When Fingon is faced with jagged rocks, a sea of enemies, and no idea where to go in chapter 14, his first thought is one that would never occur to most modern characters. Instead of fighting his way through the hordes of enemies alone or infiltrating the fortress like a secret agent, he sings an old song that Maedhros knows and listens for his reply. And while it seems a bit ridiculous, it actually works.
This isn’t the only time that J.R.R. Tolkien uses this, either. While it was cut from the film version of The Return of the King, Sam finds himself in the same situation when Frodo is captured. He’s in this enormous tower filled with Orcs, and he has absolutely no idea where Frodo might be. So what does he do? Without even meaning to, he begins to sing. And as his voice echos through the halls, he thinks he hears someone join in the song. It’s not something that Orcs would sing, so he takes heart and follows the echo until he finds Frodo.
Throughout Tolkien’s works, song plays an important role in the plot. In The Silmarillion, it’s used to conjure up a disguise so that two lovers are able to travel straight into the enemy’s lair undetected, and it later changes the mind of the Valar (the equivalent of lesser gods in other mythologies). The Lord of the Rings is filled with it, though one of the most notable mentions would be Tom Bombadil, who sings constantly and sometimes nonsensically but who brings down the terrifying barrows with his words. Not to mention that Arda (the earth in Tolkien’s works) is first revealed as a vision created out of a song. (And don’t forget that his fellow Inkling, C.S. Lewis, used song in the creation of Narnia in The Magician’s Nephew.)
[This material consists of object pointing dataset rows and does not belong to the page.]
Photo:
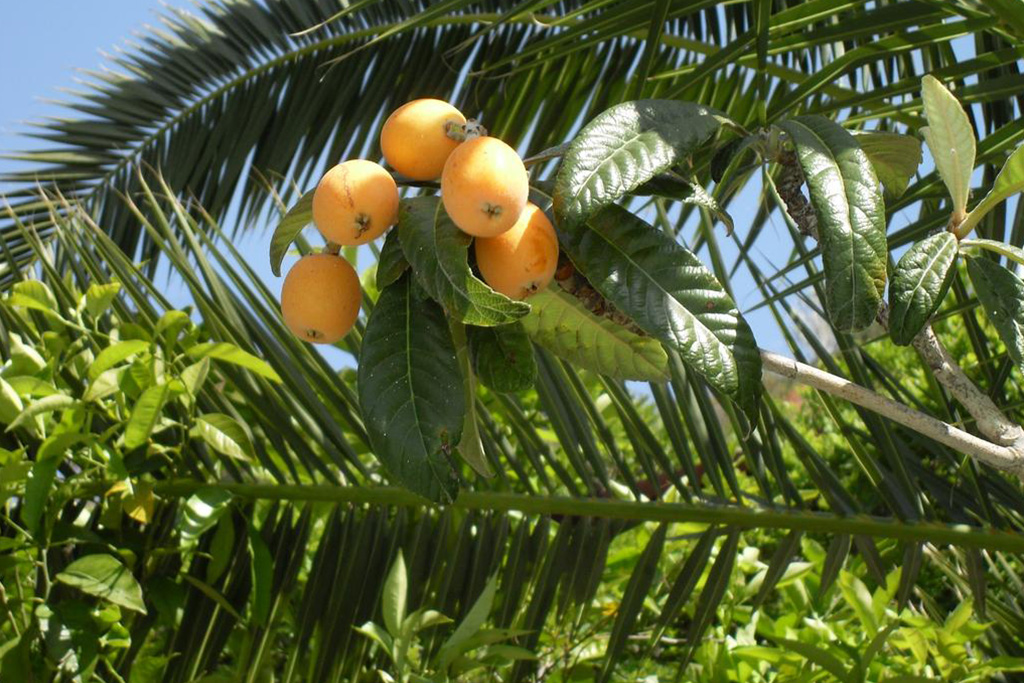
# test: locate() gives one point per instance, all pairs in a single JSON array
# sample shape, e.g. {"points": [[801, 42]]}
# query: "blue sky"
{"points": [[34, 70]]}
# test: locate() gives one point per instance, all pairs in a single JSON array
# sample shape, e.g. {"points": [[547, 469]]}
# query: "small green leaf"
{"points": [[920, 283], [379, 635], [624, 147], [107, 384], [10, 402], [503, 357], [851, 217], [195, 375], [230, 353], [33, 294], [1008, 182], [668, 292], [170, 326], [144, 416], [300, 215], [202, 511], [895, 158], [24, 358], [950, 138], [395, 590], [1001, 293], [438, 253], [220, 549], [99, 297], [116, 353], [45, 404], [471, 623], [411, 390], [641, 580], [562, 325], [391, 262], [262, 571], [40, 482], [105, 578], [224, 434]]}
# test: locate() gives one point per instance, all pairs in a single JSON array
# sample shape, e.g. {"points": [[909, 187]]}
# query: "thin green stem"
{"points": [[957, 535]]}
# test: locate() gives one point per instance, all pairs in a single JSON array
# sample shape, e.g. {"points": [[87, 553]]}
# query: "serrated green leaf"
{"points": [[470, 625], [851, 216], [895, 158], [636, 592], [669, 293], [202, 511], [105, 578], [395, 591], [1009, 182], [438, 253], [99, 297], [562, 325], [674, 186], [224, 434], [503, 357], [920, 284], [40, 482], [45, 404], [114, 354], [33, 294], [1001, 293], [230, 353], [411, 391], [220, 550], [262, 575], [296, 218], [950, 138], [107, 384], [470, 446], [144, 416], [623, 147], [392, 261], [10, 402]]}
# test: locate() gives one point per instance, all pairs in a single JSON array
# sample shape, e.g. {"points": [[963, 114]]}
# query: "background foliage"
{"points": [[189, 495]]}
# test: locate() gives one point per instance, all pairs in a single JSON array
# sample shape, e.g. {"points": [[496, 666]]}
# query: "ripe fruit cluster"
{"points": [[484, 190]]}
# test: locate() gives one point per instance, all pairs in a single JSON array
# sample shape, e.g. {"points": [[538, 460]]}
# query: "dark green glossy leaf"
{"points": [[1001, 293], [391, 262], [847, 201], [300, 215], [503, 356], [625, 146], [562, 325], [636, 592], [669, 293], [895, 158], [105, 578], [438, 253], [674, 186], [411, 390], [920, 284]]}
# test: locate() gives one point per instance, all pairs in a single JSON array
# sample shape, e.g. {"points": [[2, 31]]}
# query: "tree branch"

It even shows up in historical fiction that I teach at school. The Lantern Bearers by Rosemary Sutcliff is filled with “singing magic.” While it’s never completely clear how it works, the power of song is used by both Brits and Saxons in the late 900’s A.D. — in the years following the Roman’s abandonment of Britain. While the protagonist’s sister refrains from using it when it’s not appropriate, a Saxon princess uses her voice to enthrall Brits and Saxons alike at a feast. Only the protagonist seems to see past the beauty of her and her words and understand how she is using it to manipulate the people around her.
And the examples from mythology, legends, the Bible, other fantasy novels, etc. are so countless that it would be quite a feat to list even a fraction of them.
So what is it with song?
Obviously, there are cultural aspects to it. In cultures that share their stories orally, it makes sense. It naturally adds a cadence to the words and makes it easier to remember. And it’s more aesthetically pleasing. But it’s more than that. Words, especially when they’re spoken, are powerful. Like the “singing magic” from The Lantern Bearers. And when they’re set to music, it makes them resonate with us on a deeper level. I may not know all of the science behind it, but it’s hard to deny when listening to a favorite song. It changes my mood, engages with my emotions, reminds me of other things.
No wonder it’s able to bring hope in the deepest dungeon, captivate listeners, and bring worlds to life.
What do you think about the power of song? Do you know any other great examples? Have you noticed it in other genres as well?